Saat masih muda, Cipto Mangunkusumo sudah memperlihatkan kepribadian yang dianggap dewasa, jujur, kritis, dan berpikiran tajam oleh teman-teman serta gurunya saat masih mengenyam pendidikan di STOVIA.
RUANGPOLITIK.COM —Cipto Mangunkusumo merupakan salah satu tokoh pahlawan yang terkenal menjadi bagian dari Tiga Serangkai bersama Douwes Dekker dan bapak pendidikan Indonesia, Ki Hajar Dewantara.
Lalu, bagaimana perjalanan hidup Cipto Mangunkusumo hingga menjadi pahlawan nasional? Ini profil Cipto Mangunkusumo.
Profil Cipto Mangunkusumo
Cipto Mangunkusumo merupakan salah satu tokoh pahlawan nasional yang lahir di Pecangaan Jepara, Jawa Tengah pada 4 Maret 1886. Cipto Mangunkusumo sendiri terkenal karena dirinya merupakan salah satu tokoh yang vokal mengkritik segala bentuk kebijakan yang dikeluarkan oleh pemerintahan Hindia Belanda lewat tulisan-tulisannya di koran, terutama dalam hal bidang politik dan bidang pendidikan.
Saat masih muda, Cipto Mangunkusumo sudah memperlihatkan kepribadian yang dianggap dewasa, jujur, kritis, dan berpikiran tajam oleh teman-teman serta gurunya saat masih mengenyam pendidikan di STOVIA.
Setelah menyelesaikan pendidikannya di STOVIA, Cipto Mangunkusumo menjadi seorang jurnalis pada surat kabar harian kolonial De Locomotief, dan menuliskan berbagai kritiknya mengenai diskirminasi yang dirasakannya saat masih mengenyam pendidikan di STOVIA karena bukan bagian dari keluarga kolonial dan pejabat.
Tak hanya sampai di situ, Cipto Mangunkusumo juga seringkali melemparkan kritik keras kepada pemerintah Hindia Belanda karena kondisi masyarakat Indonesia yang menderita karena banyaknya pembatasan-pembatasan yang dilakukan oleh pemerintah setempat sebagai bentuk kolonialisme pada zaman tersebut.
Dikenal Menjadi Salah Satu Sosok Tiga Serangkai
Cipto Mangunkusumo bersama dengan Ernest Douwes Dekker dan Ki Hajar Dewantara terus dengan vokal menentang dan mengkritik segala kebijakan yang dikeluarkan oleh pemerintahan Hindia Belanda dengan berbagai cara baik itu lewat media surat kabar, ataupun lewat manuver-manuver politiknya. Mereka dikenal dengan sebutan “Tiga Serangkai”.
Salah satu manuver politik yang dilakukan oleh Cipto Mangunkusumo bersama Douwes Dekker dan Ki Hajar Dewantara adalah dengan membentuk Indische Partij yang pada saat itu merupakan partai politik pertama yang mencetuskan ide untuk memiliki pemerintahan di tangan masyarakat sendiri dan bukan di tangan penjajah.
Mengenal Profil Douwes Dekker, Tokoh Kebangkitan Nasional Berdarah Belanda
Cipto Mangunkusumo juga pernah menjadi ketua Bumiputera dan menginisiasi untuk mengumpulkan dana agar bisa mengirim pesan kepada Ratu Wilhelmina untuk meminta pembatalan pembentukan parlemen serta mencabut semua pembatasan-pembatasan kegiatan politik bagi masyarakat di Indonesia.

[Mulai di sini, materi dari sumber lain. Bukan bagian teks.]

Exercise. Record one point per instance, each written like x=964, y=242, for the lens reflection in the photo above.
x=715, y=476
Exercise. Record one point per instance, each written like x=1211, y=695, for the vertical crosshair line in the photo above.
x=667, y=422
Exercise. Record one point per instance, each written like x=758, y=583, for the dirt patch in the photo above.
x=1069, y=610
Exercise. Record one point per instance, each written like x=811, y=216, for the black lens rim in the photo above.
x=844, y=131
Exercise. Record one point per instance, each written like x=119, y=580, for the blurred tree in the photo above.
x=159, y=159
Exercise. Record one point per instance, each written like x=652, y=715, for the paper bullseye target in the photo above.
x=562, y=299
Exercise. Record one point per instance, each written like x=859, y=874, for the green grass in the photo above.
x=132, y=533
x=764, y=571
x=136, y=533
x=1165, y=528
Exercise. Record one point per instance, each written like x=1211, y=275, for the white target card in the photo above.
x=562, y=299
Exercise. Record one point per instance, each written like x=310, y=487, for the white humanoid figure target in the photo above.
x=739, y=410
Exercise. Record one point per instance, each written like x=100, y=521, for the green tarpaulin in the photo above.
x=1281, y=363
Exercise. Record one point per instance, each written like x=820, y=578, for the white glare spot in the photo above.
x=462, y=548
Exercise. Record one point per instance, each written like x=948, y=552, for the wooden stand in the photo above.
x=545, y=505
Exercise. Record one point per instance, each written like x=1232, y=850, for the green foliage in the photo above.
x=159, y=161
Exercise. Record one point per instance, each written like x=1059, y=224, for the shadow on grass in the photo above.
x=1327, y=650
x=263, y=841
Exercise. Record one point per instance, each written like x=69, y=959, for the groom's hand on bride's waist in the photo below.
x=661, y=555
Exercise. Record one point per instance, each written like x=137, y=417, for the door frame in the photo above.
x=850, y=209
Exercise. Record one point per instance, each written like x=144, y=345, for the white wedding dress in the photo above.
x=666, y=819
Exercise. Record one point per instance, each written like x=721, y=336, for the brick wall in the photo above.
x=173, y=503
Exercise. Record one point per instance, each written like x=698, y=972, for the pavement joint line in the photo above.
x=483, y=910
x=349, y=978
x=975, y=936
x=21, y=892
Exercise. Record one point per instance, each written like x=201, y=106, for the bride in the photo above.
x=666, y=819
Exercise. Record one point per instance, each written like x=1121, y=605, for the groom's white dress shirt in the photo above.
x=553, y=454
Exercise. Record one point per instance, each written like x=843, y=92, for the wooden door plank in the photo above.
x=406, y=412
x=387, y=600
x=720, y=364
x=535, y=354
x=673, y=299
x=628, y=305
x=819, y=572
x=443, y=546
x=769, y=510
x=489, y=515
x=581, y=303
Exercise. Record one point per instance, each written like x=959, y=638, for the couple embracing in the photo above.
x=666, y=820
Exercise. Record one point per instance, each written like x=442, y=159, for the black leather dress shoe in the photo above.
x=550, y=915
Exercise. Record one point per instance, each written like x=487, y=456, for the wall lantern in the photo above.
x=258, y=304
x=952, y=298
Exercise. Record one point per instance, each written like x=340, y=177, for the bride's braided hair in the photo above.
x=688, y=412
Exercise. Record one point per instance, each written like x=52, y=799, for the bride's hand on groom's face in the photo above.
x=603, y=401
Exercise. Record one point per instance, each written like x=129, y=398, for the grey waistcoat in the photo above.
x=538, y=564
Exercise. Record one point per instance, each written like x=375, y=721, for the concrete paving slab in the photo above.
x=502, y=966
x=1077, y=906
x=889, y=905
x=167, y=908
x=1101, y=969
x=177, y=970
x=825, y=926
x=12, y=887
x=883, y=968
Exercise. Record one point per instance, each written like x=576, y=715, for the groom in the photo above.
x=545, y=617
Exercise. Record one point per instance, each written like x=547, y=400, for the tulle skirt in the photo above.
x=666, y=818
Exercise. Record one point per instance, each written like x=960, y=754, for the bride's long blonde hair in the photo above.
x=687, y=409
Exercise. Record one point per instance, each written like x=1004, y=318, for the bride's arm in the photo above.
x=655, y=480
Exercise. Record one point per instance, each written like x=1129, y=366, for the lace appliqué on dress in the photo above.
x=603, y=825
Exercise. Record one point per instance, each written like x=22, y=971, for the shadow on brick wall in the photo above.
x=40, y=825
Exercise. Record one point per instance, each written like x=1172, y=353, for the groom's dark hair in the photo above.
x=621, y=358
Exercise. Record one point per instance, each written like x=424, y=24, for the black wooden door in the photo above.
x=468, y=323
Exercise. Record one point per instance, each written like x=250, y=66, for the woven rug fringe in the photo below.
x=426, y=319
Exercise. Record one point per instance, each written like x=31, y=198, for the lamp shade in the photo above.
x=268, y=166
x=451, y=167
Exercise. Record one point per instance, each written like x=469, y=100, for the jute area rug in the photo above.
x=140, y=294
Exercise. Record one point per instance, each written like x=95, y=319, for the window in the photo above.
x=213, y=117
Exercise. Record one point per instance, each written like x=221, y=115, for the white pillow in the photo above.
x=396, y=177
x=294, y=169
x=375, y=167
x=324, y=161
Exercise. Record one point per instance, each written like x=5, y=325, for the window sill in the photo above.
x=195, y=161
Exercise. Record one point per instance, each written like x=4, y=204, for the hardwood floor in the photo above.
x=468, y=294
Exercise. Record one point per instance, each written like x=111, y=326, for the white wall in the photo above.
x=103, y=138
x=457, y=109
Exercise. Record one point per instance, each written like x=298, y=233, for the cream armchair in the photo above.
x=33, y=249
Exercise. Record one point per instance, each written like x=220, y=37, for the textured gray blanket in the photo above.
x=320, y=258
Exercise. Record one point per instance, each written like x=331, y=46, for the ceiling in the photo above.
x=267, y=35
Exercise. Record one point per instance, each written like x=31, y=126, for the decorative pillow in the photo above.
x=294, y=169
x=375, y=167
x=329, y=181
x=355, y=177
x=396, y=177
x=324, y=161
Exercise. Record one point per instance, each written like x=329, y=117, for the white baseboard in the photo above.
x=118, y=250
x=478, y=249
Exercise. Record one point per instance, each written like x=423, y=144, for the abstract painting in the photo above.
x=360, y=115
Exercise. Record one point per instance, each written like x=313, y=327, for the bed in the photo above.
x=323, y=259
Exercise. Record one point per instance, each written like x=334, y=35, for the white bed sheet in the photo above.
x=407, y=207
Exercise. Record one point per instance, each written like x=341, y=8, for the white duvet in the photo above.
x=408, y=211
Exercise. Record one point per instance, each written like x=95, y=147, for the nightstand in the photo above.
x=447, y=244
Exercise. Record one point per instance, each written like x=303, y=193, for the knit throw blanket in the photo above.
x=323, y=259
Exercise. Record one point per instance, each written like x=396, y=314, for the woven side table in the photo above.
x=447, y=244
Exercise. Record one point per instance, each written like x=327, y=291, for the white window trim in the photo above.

Selain itu, Cipto Mangunkusumo bersama Suwardi Suryaningrat juga mengeluarkan selebaran yang menyatakan bahwa perayaan kemerdekaan Belanda dengan menggunakan uang dan tenaga rakyat Indonesia adalah bagian dari bentuk penghinaan pemerintah Belanda terhadap masyarakat Indonesia.
Dalam rangka melanjutkan kegiatan tersebut, Cipto Mangunkusumo menerbitkan sebuah artikel yang mengajak rakyat secara bersama-sama memboikot perayaan hari kemerdekaan Belanda di Indonesia.
Berbagai kritikan keras yang dilontarkannya lewat surat kabar harian De Locomotief mengenai pemerintah Hindia Belanda, membuat dirinya diasingkan Belanda karena dianggap sebagai provokator dan memiliki pengaruh besar terhadap kesadaran masyarakat pada masa itu.
Setelah menyelesaikan masa pengasingannya di Belanda, pada tahun 1917, Cipto Mangunkusumo kembali pulang ke tanah air untuk melanjutkan perjuangannya dalam menyadarkan masyarakat agar mau keluar dari kelamnya penjajahan dan kolonialisme, hingga dia meninggal dunia pada tahun 1943.